Treis-Karden (ABZ). – Das Kaltrecycling (KRC) ist eine wirtschaftliche Alternative zur herkömmlichen Sanierung von Straßen, wie ein Projekt aus der Nähe von Trier kürzlich gezeigt hat. Dort sanierte die Heinz Schnorpfeil Bau GmbH im September 2023 eine Landstraße auf 1,4 km Länge. Der Landesbetrieb Mobilität Rheinland-Pfalz (LBM) hatte die Bauweise ausgeschrieben, da sie mit Blick auf die Kosten unschlagbar und zugleich die schnellste Methode war, so die Heinz Schnorpfeil Bau.
Deckschicht noch gut für eine Wiederverwendung
Die L 143, eine der Hauptzufahrtsstraßen nach Trier, wird täglich von rund 10.000 Fahrzeugen genutzt. Untersuchungen der etwa 6,5 m breiten Fahrbahn im Vorfeld der Sanierung "ergaben, dass der Fahrbahnaufbau fast teerfrei war", sagt Peter Braun, Teamleiter Fachgruppe Straßenbau beim LBM Trier. Außerdem zeigte der Erweichungspunkt "Ring und Kugel", dass die Deckschicht noch gut für eine Wiederverwendung geeignet sei. Die Tragschicht und die Binderschicht hingegen waren so spröde, dass das Material im Heißeinbau nicht mehr hätte wiederverwendet werden können.
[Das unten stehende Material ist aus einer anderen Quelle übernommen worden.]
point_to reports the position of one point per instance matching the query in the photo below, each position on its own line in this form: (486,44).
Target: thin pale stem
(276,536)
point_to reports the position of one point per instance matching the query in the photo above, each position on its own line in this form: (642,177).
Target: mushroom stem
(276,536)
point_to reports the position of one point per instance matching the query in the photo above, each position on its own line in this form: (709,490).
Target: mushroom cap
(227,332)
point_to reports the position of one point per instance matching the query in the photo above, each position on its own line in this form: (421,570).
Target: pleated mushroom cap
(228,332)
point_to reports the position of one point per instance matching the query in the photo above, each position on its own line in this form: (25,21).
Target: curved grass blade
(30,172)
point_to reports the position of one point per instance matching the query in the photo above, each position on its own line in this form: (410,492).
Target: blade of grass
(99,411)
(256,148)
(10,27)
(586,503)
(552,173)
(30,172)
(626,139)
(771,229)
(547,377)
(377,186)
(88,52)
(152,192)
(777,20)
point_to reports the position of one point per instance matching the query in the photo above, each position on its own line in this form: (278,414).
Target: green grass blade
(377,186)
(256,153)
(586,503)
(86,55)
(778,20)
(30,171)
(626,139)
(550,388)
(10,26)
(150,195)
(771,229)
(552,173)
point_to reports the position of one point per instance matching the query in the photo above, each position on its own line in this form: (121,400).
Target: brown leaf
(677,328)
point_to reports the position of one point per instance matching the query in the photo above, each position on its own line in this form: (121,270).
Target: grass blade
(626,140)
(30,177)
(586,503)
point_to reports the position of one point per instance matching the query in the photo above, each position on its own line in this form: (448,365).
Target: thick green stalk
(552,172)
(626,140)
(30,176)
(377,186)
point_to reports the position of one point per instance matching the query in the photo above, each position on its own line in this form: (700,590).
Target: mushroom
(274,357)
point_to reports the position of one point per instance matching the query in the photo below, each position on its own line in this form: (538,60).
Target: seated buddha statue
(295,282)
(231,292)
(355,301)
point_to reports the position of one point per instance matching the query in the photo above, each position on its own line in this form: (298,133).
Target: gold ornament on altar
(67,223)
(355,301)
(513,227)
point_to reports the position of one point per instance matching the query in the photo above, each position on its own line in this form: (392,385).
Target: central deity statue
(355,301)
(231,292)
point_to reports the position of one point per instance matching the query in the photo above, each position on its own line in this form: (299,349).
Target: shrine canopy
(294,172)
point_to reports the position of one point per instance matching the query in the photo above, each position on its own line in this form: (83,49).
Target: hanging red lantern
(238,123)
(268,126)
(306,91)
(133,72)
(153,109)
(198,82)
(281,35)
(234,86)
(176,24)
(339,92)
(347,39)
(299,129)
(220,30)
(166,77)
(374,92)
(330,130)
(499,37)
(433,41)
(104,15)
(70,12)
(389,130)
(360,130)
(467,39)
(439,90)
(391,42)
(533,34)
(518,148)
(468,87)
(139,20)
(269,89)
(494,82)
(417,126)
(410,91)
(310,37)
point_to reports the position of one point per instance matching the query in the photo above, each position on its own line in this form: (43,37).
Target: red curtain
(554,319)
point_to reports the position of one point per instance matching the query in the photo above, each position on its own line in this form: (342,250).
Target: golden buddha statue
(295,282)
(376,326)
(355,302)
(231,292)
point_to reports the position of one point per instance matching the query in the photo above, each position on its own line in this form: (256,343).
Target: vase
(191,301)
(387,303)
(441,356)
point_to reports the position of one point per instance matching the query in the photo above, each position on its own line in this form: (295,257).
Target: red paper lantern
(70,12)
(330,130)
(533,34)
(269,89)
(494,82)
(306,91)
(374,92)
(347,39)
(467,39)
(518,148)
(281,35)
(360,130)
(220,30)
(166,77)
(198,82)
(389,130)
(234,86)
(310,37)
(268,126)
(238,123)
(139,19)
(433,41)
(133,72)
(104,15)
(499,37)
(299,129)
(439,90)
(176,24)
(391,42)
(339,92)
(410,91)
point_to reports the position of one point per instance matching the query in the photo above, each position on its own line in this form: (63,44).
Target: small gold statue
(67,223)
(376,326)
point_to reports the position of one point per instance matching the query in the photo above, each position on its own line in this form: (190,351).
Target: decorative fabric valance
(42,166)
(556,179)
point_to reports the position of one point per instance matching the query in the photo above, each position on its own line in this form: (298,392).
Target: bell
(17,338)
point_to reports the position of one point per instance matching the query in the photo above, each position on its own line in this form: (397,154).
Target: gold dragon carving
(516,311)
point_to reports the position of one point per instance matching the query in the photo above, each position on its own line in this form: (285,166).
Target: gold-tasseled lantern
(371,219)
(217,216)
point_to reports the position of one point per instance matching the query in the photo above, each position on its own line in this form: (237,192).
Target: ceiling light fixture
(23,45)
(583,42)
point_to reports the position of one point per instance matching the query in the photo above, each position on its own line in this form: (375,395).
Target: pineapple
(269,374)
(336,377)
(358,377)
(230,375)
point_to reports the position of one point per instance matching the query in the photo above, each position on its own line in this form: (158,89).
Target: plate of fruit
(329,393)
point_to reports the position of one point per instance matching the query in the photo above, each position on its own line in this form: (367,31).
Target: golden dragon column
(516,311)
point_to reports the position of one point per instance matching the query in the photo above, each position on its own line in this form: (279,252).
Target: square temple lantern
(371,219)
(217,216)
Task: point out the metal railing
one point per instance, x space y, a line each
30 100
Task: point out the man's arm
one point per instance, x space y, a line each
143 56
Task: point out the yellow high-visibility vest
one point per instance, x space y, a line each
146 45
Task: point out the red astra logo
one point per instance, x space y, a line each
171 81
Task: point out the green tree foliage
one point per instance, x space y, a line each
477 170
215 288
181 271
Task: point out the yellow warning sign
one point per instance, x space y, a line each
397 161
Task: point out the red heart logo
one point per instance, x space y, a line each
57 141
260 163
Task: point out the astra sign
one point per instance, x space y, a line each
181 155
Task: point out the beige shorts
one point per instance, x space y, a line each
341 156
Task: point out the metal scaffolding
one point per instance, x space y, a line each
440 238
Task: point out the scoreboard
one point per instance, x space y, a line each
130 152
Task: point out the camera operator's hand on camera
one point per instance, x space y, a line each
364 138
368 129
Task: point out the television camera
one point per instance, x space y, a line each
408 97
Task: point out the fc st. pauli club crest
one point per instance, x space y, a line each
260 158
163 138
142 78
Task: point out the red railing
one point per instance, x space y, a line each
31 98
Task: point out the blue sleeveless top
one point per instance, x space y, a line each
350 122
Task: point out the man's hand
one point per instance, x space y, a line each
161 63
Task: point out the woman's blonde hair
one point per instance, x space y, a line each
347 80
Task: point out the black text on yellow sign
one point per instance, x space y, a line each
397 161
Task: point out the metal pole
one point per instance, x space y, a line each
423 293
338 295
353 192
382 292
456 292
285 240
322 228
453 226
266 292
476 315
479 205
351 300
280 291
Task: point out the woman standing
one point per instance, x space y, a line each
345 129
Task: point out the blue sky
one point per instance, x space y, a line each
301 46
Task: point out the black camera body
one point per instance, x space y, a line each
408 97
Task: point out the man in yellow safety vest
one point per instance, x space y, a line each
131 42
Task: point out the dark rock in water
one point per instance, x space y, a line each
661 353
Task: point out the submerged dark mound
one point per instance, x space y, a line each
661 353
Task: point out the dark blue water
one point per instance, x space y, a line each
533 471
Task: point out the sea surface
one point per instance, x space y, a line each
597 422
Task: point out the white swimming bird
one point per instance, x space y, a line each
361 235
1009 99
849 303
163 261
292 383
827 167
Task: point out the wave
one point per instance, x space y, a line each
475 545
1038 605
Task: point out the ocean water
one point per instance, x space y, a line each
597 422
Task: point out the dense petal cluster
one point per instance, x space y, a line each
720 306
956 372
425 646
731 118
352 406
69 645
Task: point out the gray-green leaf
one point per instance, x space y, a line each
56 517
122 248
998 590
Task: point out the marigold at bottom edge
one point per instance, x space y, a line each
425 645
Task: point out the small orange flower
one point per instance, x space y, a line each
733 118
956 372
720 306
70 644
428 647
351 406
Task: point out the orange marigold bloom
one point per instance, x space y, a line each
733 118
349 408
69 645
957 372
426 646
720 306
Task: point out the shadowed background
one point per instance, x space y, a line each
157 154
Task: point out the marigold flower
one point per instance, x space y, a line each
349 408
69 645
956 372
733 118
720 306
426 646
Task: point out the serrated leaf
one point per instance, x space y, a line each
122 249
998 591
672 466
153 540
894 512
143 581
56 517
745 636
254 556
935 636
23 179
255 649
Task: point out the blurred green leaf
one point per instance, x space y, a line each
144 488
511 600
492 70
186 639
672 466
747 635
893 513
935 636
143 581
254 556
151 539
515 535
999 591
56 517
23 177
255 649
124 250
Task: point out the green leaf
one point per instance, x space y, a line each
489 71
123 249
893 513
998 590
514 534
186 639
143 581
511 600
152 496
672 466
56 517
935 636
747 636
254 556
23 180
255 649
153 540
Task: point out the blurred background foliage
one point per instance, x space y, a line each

Die Tragfähigkeit der Schichten war schlicht nicht ausreichend und auch die Frostsicherheit war nicht mehr überall gegeben.
"Bei der Entscheidung für die geeignete Sanierungsmethode betrachten wir generell die Wirtschaftlichkeit. Oftmals ist bei vergleichbaren Straßen eine hydraulische Verfestigung oder eine HGT günstiger. Bei den hier vorgefundenen Gegebenheiten war KRC jedoch die wirtschaftlichste Variante", erläutert Bauingenieur Braun, der seit 30 Jahren im Straßenbau tätig ist. Dazu hatte sein Team zwei Varianten genauer untersucht: Zum einen den Ausbau aller gebundenen Schichten mit Ergänzung der Frostschutzschicht und nachfolgendem Einbau einer HGT oder einer Verfestigung und Neubau des gesamten Asphaltpakets, zum anderen das Kaltrecycling. Das Abfräsen der Deckschicht war bei beiden Fällen vorgesehen.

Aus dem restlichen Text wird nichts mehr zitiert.